SERIE: Spanien heute

07.06.2009 - Madrid für Deutsche 

Harald Barrios: Grundzüge des politischen Systems

Wählerverhalten
Das Verhalten der Wählerschaft in Spanien weist einige Besonderheiten gegenüber den übrigen europäischen parlamentarischen Systemen auf. So liegt beispielsweise die Wahlbeteiligung durchweg niedriger als in anderen Ländern Westeuropas (mit Ausnahme Großbritanniens und der Schweiz). Das bekannte Muster, dass die Wahlbeteiligung bei nationalen Wahlen signifikant höher ist als bei Wahlen auf Regional- oder Kommunalebene, wiederholt sich freilich auch in Spanien. Die Beteiligung an gesamtstaatlichen Wahlen schwankt von einem Wahltermin zum nächsten beträchtlich.

Es zeigen sich überdies erhebliche regionale Unterschiede. Der befürchtete Trend zu einem stetigen weiteren Sinken der Partizipation bei allgemeinen Wahlen blieb indes aus. Inzwischen hat sich auch die Beunruhigung über eine potentielle Gefährdung der jungen Demokratie gelegt, die mit dem hohen Anteil an Nichtwählern begründet wurde. Als mögliche Ursachen für die mangelnde Wahlbeteiligung werden von der spanischen Wahlforschung die relativ schwache Verwurzelung der Parteien in der Bevölkerung sowie ihre damit einhergehende geringere Mobilisierungsfähigkeit und die hervorgehobene Rolle der politischen Eliten im Transitionsprozess genannt.

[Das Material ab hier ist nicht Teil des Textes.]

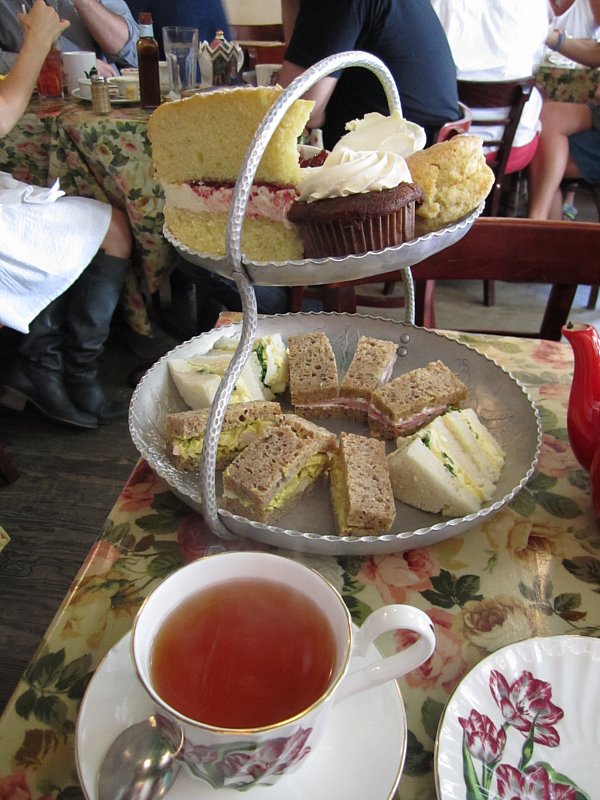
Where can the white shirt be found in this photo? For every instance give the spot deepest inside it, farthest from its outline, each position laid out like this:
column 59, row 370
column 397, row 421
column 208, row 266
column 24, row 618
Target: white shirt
column 495, row 40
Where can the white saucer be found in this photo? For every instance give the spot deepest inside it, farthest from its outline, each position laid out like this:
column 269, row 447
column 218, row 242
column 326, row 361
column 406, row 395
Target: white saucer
column 570, row 666
column 114, row 100
column 361, row 755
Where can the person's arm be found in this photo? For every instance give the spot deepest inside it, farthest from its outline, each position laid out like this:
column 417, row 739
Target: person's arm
column 41, row 27
column 583, row 51
column 320, row 92
column 109, row 30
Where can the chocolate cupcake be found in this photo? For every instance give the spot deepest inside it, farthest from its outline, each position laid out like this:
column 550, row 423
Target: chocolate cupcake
column 357, row 202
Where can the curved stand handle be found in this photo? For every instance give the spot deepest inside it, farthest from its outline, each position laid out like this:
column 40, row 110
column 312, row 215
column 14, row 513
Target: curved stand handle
column 241, row 194
column 388, row 618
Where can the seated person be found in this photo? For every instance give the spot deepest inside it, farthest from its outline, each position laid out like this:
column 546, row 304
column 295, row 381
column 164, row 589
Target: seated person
column 63, row 261
column 105, row 26
column 570, row 140
column 499, row 40
column 405, row 34
column 578, row 18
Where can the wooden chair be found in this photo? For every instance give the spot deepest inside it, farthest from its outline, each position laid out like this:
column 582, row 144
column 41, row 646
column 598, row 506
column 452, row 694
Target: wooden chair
column 497, row 94
column 564, row 254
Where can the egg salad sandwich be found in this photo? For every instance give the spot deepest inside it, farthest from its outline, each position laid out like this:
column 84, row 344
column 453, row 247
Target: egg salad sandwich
column 243, row 423
column 449, row 467
column 313, row 375
column 272, row 475
column 370, row 368
column 410, row 401
column 361, row 492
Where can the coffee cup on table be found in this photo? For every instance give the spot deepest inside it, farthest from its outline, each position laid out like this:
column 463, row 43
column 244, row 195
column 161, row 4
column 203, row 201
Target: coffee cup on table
column 247, row 654
column 77, row 64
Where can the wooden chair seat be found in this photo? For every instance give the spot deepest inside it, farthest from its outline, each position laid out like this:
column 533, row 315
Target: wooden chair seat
column 561, row 253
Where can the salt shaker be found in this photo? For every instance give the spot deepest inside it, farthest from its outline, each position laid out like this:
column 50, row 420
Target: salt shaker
column 100, row 95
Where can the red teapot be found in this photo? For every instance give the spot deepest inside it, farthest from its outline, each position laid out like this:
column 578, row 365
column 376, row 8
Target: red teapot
column 583, row 415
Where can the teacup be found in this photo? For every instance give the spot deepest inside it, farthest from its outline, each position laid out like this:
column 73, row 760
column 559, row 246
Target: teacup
column 247, row 654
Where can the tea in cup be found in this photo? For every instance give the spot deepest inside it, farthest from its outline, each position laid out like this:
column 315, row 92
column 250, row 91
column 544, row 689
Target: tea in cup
column 247, row 654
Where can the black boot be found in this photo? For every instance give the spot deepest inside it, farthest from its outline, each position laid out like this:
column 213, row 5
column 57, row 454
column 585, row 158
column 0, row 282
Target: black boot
column 36, row 375
column 91, row 302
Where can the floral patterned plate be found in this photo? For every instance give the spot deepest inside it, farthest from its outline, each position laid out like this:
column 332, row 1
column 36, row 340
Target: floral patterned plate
column 524, row 724
column 361, row 755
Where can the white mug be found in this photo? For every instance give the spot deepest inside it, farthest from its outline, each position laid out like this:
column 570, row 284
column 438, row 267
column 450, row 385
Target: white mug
column 267, row 74
column 241, row 755
column 76, row 64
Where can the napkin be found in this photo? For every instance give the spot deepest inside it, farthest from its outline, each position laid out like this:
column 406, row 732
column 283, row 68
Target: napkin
column 14, row 191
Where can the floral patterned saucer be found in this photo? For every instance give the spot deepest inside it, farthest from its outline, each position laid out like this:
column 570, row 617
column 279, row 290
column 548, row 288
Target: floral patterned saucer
column 361, row 755
column 524, row 724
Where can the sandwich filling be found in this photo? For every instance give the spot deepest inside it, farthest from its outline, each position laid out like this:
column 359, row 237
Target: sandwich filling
column 266, row 200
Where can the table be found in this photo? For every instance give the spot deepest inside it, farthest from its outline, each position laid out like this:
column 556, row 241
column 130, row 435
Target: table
column 568, row 84
column 532, row 569
column 106, row 157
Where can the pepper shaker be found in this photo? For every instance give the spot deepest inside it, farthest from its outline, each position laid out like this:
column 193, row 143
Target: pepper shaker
column 100, row 95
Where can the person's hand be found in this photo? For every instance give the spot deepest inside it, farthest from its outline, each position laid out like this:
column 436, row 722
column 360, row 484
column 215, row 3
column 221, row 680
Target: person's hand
column 43, row 24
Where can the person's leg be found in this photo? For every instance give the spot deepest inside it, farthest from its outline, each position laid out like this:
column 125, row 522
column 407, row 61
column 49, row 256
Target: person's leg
column 91, row 302
column 552, row 162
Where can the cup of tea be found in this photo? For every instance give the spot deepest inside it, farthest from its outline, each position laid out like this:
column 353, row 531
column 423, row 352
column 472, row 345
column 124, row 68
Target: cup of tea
column 246, row 654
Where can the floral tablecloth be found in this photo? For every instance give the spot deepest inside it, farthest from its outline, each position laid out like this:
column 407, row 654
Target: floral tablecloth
column 532, row 569
column 107, row 157
column 568, row 84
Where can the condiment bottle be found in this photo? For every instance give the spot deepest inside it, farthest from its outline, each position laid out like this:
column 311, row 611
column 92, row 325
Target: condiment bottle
column 100, row 94
column 147, row 52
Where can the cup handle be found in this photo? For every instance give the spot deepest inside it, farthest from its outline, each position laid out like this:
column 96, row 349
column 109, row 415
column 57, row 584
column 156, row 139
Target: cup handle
column 388, row 618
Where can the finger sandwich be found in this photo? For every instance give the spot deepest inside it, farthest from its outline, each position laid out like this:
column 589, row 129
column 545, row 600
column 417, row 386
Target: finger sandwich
column 243, row 423
column 450, row 467
column 272, row 475
column 410, row 401
column 360, row 488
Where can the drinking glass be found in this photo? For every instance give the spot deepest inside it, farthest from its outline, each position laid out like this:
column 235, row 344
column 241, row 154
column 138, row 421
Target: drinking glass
column 181, row 51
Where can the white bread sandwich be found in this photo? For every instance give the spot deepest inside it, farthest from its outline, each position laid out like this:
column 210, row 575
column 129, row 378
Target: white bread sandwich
column 370, row 368
column 449, row 467
column 243, row 423
column 313, row 375
column 360, row 488
column 272, row 475
column 198, row 148
column 410, row 401
column 264, row 374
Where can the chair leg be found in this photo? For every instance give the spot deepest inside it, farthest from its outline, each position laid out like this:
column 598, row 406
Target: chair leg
column 8, row 471
column 489, row 293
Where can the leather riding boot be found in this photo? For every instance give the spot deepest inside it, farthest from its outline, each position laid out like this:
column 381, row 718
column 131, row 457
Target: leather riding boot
column 91, row 302
column 36, row 375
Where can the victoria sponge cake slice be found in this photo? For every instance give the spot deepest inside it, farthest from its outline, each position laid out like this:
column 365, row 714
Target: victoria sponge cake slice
column 198, row 147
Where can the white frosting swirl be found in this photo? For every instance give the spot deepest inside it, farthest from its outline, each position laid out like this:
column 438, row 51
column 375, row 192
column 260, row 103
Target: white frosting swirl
column 376, row 132
column 347, row 172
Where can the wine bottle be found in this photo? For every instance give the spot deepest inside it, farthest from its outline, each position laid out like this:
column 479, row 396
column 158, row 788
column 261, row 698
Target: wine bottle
column 147, row 52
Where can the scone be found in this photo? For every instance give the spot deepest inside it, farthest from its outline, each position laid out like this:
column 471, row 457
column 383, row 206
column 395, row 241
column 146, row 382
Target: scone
column 455, row 178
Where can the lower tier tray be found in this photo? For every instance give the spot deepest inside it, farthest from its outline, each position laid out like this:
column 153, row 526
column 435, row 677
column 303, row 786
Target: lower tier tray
column 500, row 400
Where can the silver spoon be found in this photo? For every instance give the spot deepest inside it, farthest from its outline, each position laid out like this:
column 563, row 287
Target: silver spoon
column 141, row 763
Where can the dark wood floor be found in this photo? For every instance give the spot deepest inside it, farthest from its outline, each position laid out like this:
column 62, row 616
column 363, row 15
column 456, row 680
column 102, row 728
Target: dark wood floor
column 54, row 512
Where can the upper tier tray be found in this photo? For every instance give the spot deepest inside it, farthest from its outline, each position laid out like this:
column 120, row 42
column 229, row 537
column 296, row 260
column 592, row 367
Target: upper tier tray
column 315, row 271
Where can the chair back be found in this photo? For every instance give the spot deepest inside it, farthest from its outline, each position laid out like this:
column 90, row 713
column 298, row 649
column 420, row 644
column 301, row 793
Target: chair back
column 462, row 125
column 511, row 95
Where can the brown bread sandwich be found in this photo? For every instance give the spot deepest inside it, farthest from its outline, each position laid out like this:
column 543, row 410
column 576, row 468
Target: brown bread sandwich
column 272, row 475
column 410, row 401
column 361, row 492
column 243, row 424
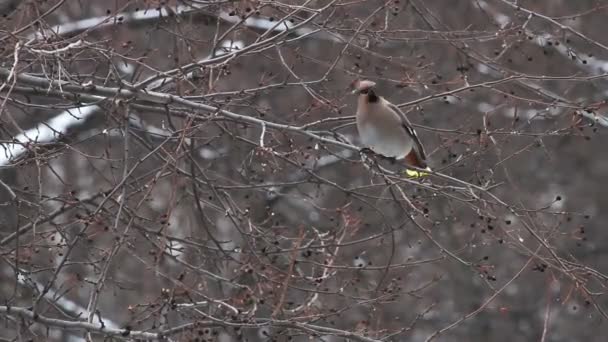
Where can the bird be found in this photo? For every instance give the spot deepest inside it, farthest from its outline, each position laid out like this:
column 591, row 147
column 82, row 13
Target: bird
column 384, row 129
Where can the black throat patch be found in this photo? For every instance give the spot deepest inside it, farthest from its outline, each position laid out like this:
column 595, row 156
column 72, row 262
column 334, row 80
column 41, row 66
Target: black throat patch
column 372, row 97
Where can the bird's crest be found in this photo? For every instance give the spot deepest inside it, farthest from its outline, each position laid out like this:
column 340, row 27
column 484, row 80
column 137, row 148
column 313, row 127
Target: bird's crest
column 362, row 86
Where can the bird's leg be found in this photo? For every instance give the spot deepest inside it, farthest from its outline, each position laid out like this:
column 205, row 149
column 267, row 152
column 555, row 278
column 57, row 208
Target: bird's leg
column 367, row 157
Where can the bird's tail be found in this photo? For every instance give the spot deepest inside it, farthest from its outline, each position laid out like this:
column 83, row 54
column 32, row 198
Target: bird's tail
column 413, row 159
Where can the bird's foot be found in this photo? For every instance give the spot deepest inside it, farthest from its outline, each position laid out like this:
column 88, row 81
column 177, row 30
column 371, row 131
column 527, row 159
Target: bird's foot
column 416, row 174
column 366, row 151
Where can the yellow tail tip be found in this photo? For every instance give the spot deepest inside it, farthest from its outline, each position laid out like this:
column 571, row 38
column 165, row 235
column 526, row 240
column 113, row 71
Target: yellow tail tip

Die Wählerpräferenzen weisen weder eine Tendenz zur Fragmentierung, noch eine hohe Polarisierung auf. In den meisten Autonomen Regionen dominieren zwei Parteien. Die wichtigsten Ausnahmen stellen das Baskenland und Katalonien dar, wo jeweils starke regionalistische Parteien existieren.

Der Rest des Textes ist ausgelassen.